Detailed retrieval semantics, normalized result fields, and ownership boundaries are documented in Retrieval Contract.

input.model is optional and execution-scoped. When present, agent engine treats it as a managed model id and requires that it be present in platform_runtime.capabilities.llm_inference.resources. When omitted, the active binding default resource is used. Backend uses this for product-facing knowledge chat after resolving the user-selected model through model governance.

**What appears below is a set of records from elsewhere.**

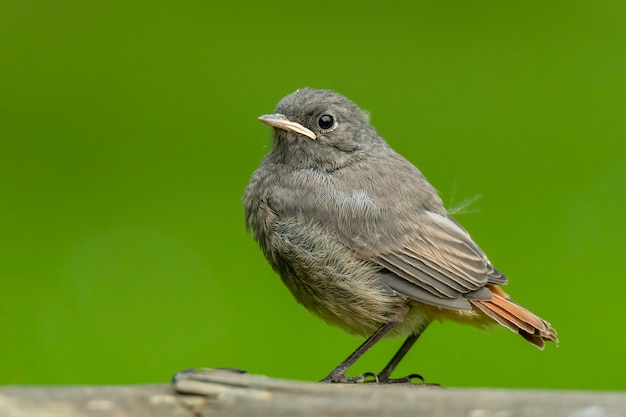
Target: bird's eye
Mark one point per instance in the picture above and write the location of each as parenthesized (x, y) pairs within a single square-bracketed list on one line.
[(326, 121)]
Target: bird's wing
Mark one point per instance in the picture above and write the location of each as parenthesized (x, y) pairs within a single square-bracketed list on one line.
[(439, 265)]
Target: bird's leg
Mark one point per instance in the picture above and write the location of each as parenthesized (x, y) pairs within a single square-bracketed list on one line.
[(339, 373), (384, 375)]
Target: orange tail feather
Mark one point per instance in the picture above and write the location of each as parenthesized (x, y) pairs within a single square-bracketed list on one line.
[(519, 320)]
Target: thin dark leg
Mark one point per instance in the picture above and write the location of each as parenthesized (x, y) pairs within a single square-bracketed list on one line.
[(339, 373), (384, 375)]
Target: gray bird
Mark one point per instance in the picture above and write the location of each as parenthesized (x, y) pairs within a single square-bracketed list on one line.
[(361, 238)]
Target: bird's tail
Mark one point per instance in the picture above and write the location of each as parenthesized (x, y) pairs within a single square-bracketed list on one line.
[(501, 309)]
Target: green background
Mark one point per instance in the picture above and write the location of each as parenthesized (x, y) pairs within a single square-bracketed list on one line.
[(128, 133)]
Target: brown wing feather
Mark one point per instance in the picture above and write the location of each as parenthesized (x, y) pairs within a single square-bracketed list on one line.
[(531, 327), (441, 259)]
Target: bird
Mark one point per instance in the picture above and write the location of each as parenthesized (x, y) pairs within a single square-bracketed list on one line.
[(362, 239)]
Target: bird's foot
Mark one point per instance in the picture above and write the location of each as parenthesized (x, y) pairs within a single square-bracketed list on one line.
[(366, 377), (409, 379)]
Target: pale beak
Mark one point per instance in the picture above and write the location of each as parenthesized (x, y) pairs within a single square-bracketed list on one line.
[(281, 122)]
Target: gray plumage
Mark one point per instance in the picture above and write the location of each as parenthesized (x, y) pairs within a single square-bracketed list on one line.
[(356, 232)]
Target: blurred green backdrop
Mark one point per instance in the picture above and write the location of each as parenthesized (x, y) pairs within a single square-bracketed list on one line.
[(128, 133)]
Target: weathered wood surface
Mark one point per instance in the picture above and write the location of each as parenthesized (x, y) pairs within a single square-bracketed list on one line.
[(227, 393)]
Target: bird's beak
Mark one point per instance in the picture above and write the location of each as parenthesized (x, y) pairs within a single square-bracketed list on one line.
[(281, 122)]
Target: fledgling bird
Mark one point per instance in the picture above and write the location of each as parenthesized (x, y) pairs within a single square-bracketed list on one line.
[(361, 238)]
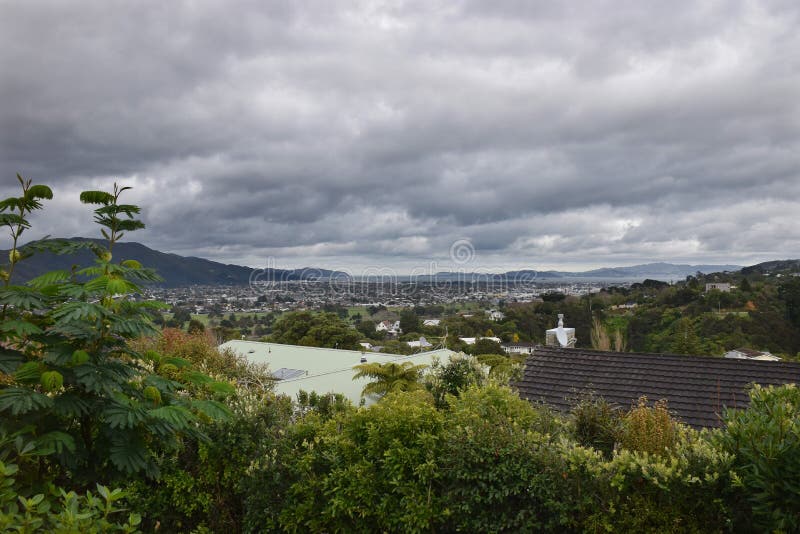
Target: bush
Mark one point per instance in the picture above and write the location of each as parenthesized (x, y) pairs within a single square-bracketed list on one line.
[(369, 470), (201, 486), (595, 423), (61, 511), (679, 491), (765, 440), (499, 470)]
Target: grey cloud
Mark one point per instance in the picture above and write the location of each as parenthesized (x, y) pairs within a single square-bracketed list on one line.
[(329, 130)]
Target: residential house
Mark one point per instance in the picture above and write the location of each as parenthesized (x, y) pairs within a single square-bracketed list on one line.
[(391, 328), (719, 286), (697, 388), (323, 370), (560, 336), (472, 340), (495, 315), (518, 347)]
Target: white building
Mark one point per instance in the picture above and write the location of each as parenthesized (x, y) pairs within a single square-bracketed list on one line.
[(389, 327), (560, 336), (519, 347), (719, 286), (495, 315), (421, 344)]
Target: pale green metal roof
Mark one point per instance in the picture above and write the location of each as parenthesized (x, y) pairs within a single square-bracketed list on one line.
[(322, 370)]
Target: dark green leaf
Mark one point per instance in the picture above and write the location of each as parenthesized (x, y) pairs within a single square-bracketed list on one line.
[(96, 197), (20, 401), (9, 360)]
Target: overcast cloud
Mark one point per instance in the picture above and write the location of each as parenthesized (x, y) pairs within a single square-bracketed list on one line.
[(346, 134)]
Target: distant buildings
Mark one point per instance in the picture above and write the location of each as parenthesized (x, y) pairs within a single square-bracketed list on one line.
[(391, 328), (719, 286), (519, 347), (750, 354), (495, 315), (472, 340), (323, 370)]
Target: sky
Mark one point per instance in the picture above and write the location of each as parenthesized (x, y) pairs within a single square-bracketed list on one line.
[(414, 136)]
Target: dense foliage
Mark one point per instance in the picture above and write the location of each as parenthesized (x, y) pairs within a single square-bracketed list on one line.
[(91, 393)]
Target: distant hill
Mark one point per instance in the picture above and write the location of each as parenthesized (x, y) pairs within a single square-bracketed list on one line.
[(174, 269)]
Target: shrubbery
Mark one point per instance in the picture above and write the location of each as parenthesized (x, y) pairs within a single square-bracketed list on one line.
[(200, 443)]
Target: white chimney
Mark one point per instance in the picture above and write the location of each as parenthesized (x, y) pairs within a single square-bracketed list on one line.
[(560, 336)]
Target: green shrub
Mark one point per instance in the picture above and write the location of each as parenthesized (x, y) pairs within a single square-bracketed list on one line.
[(680, 491), (595, 423), (765, 440), (649, 429), (500, 471), (201, 486), (72, 384), (369, 470), (61, 511)]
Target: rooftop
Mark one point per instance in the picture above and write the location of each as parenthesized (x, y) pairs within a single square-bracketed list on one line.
[(321, 369)]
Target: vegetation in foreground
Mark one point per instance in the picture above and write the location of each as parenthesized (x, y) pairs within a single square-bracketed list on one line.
[(194, 441)]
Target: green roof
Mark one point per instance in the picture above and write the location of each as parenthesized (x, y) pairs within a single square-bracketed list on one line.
[(320, 369)]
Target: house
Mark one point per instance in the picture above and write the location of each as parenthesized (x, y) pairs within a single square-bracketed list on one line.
[(560, 336), (391, 328), (472, 340), (750, 354), (319, 369), (719, 286), (697, 388), (495, 315), (518, 347)]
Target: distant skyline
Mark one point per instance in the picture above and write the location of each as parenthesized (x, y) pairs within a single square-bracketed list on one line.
[(348, 135)]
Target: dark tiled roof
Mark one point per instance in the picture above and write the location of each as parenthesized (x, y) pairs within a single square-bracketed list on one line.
[(697, 388)]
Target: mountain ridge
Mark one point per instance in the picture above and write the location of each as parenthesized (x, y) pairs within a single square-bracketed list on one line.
[(180, 270)]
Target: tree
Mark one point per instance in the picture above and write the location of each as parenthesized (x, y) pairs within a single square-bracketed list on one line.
[(391, 376), (314, 330), (450, 378), (685, 339), (486, 346), (195, 327), (409, 322), (72, 383)]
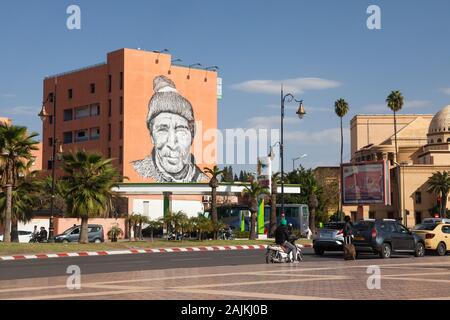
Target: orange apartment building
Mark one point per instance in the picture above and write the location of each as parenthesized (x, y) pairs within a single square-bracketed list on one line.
[(151, 117), (105, 107)]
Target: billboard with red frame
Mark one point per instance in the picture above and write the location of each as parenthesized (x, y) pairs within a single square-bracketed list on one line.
[(366, 183)]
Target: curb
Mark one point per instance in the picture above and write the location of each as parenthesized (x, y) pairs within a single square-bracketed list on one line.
[(134, 251)]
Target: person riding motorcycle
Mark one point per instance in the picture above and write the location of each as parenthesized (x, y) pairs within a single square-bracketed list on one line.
[(282, 237)]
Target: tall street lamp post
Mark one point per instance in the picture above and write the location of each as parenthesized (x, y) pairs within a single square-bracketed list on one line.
[(295, 159), (288, 97), (44, 115)]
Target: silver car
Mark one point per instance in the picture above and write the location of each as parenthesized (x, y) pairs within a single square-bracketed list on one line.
[(329, 238)]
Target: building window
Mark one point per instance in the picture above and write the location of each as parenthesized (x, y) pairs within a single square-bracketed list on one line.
[(68, 115), (81, 135), (418, 197), (82, 112), (67, 137), (418, 216), (95, 133), (95, 109)]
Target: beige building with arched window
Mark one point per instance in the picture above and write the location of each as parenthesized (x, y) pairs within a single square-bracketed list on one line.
[(423, 148)]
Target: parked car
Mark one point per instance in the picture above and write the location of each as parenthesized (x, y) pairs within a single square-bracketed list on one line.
[(24, 236), (436, 236), (95, 234), (385, 237), (329, 238), (435, 220)]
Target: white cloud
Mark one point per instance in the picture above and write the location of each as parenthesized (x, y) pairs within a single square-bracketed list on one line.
[(294, 86), (308, 108), (22, 111), (269, 122), (445, 90), (323, 137)]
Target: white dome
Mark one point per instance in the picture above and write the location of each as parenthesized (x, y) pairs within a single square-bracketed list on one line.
[(440, 121)]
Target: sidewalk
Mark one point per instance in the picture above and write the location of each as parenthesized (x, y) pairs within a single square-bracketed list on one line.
[(136, 251)]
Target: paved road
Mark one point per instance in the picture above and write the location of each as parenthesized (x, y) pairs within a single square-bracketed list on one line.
[(314, 279), (10, 270)]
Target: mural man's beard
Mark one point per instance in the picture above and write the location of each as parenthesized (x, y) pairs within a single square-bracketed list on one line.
[(172, 162)]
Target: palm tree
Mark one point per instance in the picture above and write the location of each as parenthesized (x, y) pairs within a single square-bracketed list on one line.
[(16, 146), (439, 183), (215, 173), (24, 198), (89, 179), (154, 225), (341, 109), (395, 103), (273, 208), (253, 192)]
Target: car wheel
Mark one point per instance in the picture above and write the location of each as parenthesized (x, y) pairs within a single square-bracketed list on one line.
[(386, 251), (319, 252), (420, 250), (441, 249)]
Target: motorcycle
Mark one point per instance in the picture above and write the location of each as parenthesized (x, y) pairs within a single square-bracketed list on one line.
[(277, 254)]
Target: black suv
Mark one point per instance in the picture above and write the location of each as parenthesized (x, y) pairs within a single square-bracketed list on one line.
[(385, 237)]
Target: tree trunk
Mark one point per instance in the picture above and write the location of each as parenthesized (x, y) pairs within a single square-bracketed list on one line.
[(253, 226), (7, 233), (273, 215), (84, 231), (340, 178), (444, 205), (14, 230)]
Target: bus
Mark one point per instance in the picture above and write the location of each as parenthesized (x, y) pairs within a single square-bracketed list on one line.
[(297, 214)]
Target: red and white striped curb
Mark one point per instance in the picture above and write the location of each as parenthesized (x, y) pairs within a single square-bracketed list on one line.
[(133, 251)]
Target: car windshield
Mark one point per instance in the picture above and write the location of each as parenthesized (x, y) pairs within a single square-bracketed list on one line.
[(363, 225), (68, 231), (427, 226), (334, 226)]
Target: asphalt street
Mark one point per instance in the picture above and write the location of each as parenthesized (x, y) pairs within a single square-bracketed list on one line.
[(24, 269)]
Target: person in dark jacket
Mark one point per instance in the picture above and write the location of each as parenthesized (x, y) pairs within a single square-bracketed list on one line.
[(43, 235), (282, 238), (348, 229)]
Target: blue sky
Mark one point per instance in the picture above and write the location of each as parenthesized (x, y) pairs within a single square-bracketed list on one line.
[(325, 45)]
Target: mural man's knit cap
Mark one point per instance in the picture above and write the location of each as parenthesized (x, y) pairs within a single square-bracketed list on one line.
[(166, 98)]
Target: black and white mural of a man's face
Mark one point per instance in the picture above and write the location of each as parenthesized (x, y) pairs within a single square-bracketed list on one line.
[(171, 125), (172, 140)]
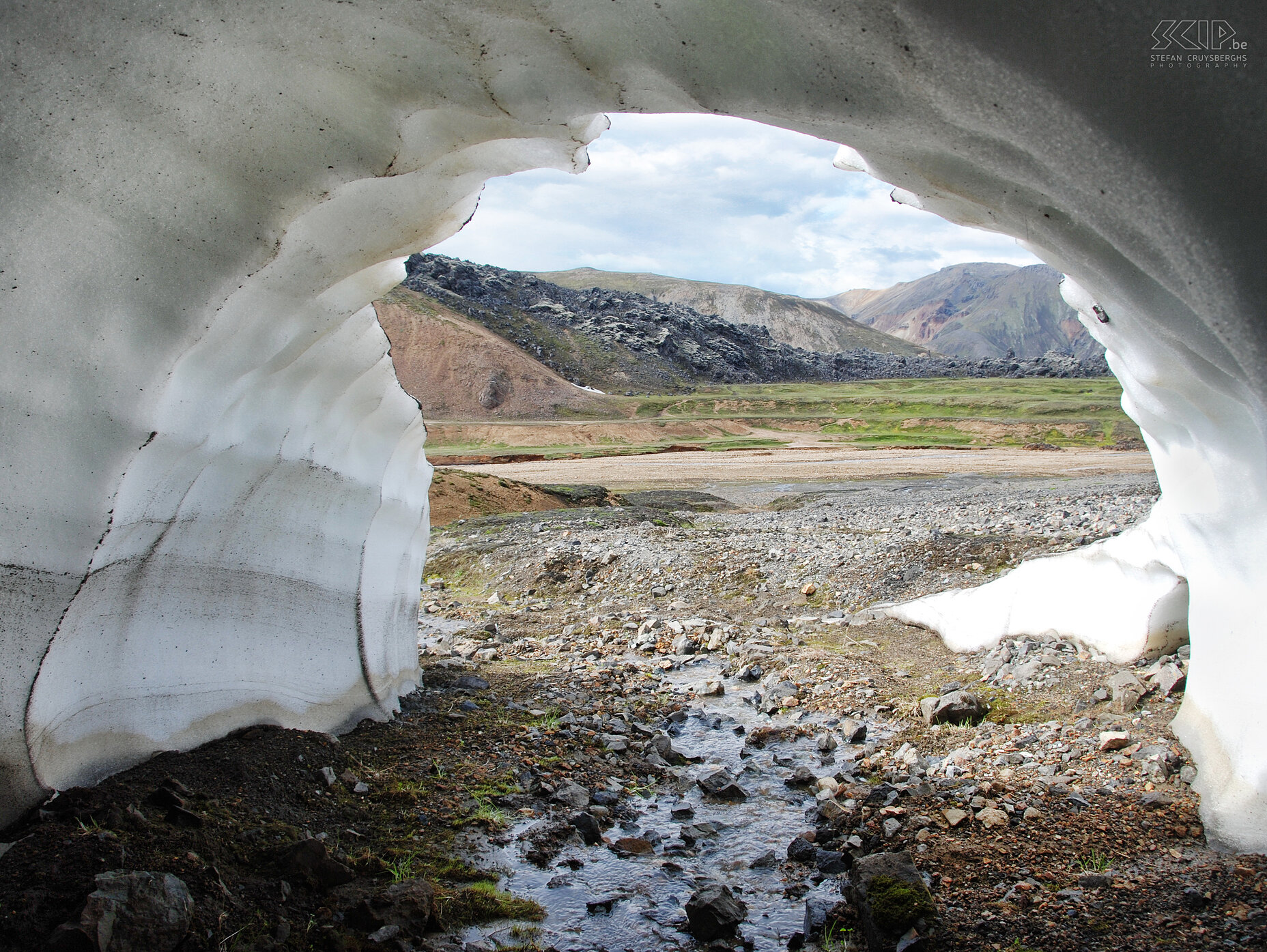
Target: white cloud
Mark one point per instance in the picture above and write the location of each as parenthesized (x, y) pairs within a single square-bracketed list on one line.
[(717, 199)]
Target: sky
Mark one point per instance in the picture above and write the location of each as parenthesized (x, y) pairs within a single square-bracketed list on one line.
[(717, 199)]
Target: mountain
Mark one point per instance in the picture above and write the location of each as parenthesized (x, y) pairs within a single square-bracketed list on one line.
[(618, 341), (800, 322), (459, 370), (976, 311)]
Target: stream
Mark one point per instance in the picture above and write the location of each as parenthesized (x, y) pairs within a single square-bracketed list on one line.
[(598, 900)]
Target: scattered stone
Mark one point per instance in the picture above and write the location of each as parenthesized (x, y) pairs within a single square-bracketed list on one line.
[(954, 816), (389, 910), (991, 818), (1126, 691), (571, 795), (713, 912), (709, 688), (853, 731), (721, 784), (829, 861), (1114, 740), (137, 912), (309, 860), (954, 708), (801, 850), (588, 828), (634, 846)]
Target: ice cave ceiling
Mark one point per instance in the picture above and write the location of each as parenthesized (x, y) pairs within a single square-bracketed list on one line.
[(213, 489)]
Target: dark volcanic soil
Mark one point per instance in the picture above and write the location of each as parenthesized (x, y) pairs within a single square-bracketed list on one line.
[(590, 657)]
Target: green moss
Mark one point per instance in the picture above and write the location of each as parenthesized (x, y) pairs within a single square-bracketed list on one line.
[(483, 901), (896, 904)]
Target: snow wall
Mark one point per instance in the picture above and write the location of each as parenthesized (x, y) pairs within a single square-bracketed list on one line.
[(213, 490)]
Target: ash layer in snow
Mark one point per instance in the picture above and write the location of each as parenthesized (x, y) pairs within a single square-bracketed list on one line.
[(670, 345)]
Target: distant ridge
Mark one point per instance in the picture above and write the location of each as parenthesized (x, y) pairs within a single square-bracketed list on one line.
[(617, 342), (800, 322), (984, 309)]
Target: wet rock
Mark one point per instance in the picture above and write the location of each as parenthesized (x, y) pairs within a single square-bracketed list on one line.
[(401, 908), (894, 903), (954, 708), (1170, 679), (801, 850), (544, 839), (571, 795), (830, 812), (588, 827), (830, 861), (309, 860), (663, 746), (1194, 899), (137, 912), (991, 818), (634, 846), (713, 912), (820, 910), (802, 777), (709, 688), (853, 731), (721, 784)]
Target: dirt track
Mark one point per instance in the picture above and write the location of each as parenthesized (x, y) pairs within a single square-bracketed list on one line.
[(815, 463)]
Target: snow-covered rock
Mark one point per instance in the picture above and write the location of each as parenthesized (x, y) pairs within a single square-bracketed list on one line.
[(213, 491)]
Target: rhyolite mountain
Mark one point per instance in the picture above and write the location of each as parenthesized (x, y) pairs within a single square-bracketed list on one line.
[(969, 311), (809, 324), (623, 341), (976, 311)]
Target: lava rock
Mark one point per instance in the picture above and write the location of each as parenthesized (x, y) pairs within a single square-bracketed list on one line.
[(137, 912), (829, 861), (573, 795), (801, 850), (588, 828), (721, 784), (895, 907), (401, 908), (309, 860), (1126, 691), (713, 912), (954, 708)]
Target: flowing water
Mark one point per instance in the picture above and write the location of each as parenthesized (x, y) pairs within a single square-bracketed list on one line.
[(598, 900)]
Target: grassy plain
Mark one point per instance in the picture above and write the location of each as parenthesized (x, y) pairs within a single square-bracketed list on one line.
[(886, 413)]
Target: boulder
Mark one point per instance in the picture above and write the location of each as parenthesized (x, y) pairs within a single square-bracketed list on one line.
[(713, 912), (137, 912), (895, 907), (953, 708)]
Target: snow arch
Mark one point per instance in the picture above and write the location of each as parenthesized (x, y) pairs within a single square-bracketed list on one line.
[(213, 490)]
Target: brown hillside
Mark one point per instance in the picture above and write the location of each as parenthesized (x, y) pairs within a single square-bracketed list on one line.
[(457, 369)]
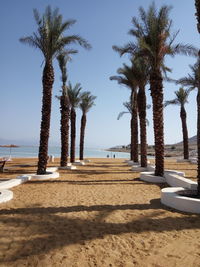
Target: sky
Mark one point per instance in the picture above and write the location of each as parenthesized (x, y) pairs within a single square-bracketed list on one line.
[(103, 23)]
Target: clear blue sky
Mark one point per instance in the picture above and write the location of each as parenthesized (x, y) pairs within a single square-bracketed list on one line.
[(103, 23)]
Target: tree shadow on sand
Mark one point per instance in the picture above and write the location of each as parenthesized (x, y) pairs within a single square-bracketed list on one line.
[(40, 230)]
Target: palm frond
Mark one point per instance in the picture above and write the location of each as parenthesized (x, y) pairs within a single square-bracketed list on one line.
[(121, 114)]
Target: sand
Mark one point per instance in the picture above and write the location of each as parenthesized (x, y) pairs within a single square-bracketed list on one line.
[(98, 215)]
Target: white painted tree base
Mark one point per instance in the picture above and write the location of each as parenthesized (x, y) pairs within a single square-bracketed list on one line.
[(151, 178), (47, 176), (132, 163), (168, 172), (151, 168), (5, 195), (87, 160), (182, 160), (51, 169), (138, 169), (170, 198), (68, 168), (175, 180), (79, 163)]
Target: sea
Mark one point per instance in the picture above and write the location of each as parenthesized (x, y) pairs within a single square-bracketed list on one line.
[(32, 152)]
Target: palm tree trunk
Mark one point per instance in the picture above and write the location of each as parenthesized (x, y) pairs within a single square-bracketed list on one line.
[(156, 88), (132, 137), (142, 116), (82, 135), (185, 133), (73, 135), (198, 139), (47, 80), (197, 6), (134, 127), (65, 111)]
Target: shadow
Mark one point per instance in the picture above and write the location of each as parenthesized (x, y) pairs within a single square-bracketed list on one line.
[(40, 230)]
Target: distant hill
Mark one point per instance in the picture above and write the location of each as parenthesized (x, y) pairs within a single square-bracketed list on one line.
[(192, 140)]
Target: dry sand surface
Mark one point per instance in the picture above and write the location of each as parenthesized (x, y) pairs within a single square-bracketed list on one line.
[(98, 215)]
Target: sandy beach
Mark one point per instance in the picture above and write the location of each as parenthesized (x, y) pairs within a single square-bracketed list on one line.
[(98, 215)]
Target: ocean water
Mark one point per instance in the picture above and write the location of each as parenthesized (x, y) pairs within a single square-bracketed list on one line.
[(32, 152)]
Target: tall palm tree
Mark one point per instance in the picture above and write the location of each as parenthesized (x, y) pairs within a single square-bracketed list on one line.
[(50, 39), (140, 71), (63, 59), (87, 102), (126, 78), (197, 5), (74, 98), (193, 82), (180, 100), (153, 42)]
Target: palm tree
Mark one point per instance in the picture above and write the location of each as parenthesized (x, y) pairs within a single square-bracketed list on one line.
[(87, 102), (63, 59), (180, 100), (126, 78), (74, 98), (50, 40), (127, 105), (153, 42), (197, 5), (141, 75), (193, 82)]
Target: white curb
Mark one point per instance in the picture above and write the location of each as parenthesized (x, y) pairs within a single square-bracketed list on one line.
[(151, 178), (170, 198), (5, 195), (139, 169), (175, 180), (48, 175)]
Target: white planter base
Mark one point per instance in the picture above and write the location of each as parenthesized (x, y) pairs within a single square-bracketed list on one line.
[(47, 176), (166, 172), (68, 168), (138, 169), (175, 180), (182, 160), (87, 160), (79, 163), (151, 168), (170, 198), (52, 169), (5, 195), (151, 178)]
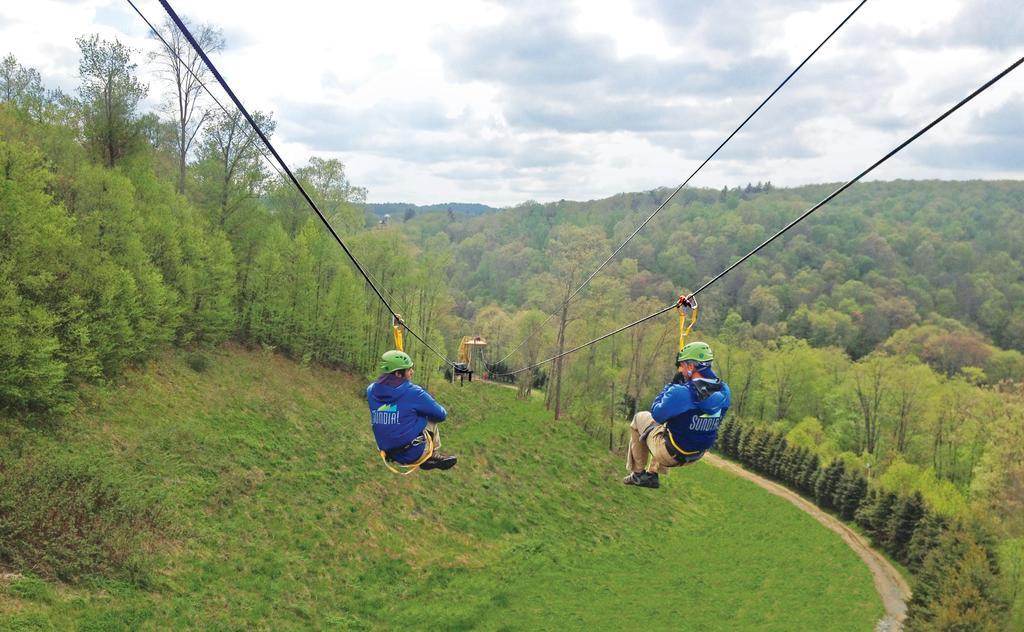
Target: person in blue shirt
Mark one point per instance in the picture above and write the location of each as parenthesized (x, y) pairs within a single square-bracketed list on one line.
[(404, 417), (683, 420)]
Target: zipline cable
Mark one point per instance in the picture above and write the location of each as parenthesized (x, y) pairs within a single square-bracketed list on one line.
[(223, 109), (291, 176), (800, 218), (690, 177)]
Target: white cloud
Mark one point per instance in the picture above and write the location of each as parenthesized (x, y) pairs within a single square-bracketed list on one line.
[(504, 101)]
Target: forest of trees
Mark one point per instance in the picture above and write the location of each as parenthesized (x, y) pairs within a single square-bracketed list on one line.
[(884, 334), (884, 337), (125, 232)]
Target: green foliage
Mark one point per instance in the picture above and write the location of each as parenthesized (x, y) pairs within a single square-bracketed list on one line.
[(67, 519), (957, 588), (111, 94), (284, 517), (199, 363)]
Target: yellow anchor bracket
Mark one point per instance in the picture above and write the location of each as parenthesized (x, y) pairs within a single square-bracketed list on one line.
[(396, 329), (686, 303)]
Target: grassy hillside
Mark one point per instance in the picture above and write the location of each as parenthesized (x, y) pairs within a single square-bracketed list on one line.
[(275, 513)]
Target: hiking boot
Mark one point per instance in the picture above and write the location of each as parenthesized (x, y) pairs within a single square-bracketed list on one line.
[(642, 479), (440, 460)]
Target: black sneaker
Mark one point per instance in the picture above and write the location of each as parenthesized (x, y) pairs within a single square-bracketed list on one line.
[(440, 461), (642, 479)]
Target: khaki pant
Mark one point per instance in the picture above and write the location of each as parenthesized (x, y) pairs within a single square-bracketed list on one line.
[(652, 447)]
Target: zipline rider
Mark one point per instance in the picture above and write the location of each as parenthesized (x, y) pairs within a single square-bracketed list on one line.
[(404, 417), (683, 420)]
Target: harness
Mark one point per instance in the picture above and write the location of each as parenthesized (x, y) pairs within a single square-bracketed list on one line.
[(388, 455), (683, 457)]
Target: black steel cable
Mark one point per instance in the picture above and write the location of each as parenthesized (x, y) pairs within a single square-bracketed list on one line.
[(800, 218), (690, 177), (258, 148), (594, 341), (860, 175), (291, 176)]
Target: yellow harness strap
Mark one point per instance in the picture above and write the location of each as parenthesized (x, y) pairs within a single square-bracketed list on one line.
[(676, 446), (412, 467)]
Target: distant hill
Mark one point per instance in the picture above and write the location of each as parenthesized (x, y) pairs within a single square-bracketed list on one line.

Tool execution is also execution-scoped. Backend may include optional mcp_runtime and sandbox_execution capability bindings in platform_runtime. Agent engine uses those bindings only when the resolved agent tool catalog requires them. In the current convergence phase:

tool.web_search uses transport: mcp and requires platform_runtime.capabilities.mcp_runtime
tool.python_exec uses transport: sandbox_http and requires platform_runtime.capabilities.sandbox_execution

Tool loops are LLM-driven and bounded to three rounds.

Error Codes¶

EXEC_POLICY_DENIED
EXEC_RUNTIME_PROFILE_BLOCKED
EXEC_AGENT_NOT_FOUND
EXEC_AGENT_VERSION_NOT_FOUND
EXEC_MODEL_NOT_ALLOWED
EXEC_TOOL_NOT_ALLOWED
EXEC_TIMEOUT
EXEC_UPSTREAM_UNAVAILABLE
EXEC_INTERNAL_ERROR

Fallback Behavior (`AGENT_EXECUTION_FALLBACK`)¶

When backend execution fallback is enabled (AGENT_EXECUTION_FALLBACK=true), backend still does not execute agents locally. Fallback applies only to engine transport failures (for example unreachable service or timeout).

Response:

Status: 503
Payload:

{
  "error": "EXEC_UPSTREAM_UNAVAILABLE",
  "message": "Agent execution service is temporarily unavailable",
  "details": {
    "operation": "create_execution",
    "fallback_applied": true,
    "request_id": "request-id"
  }
}

operation is create_execution for POST /v1/agent-executions and get_execution for GET /v1/agent-executions/{id}.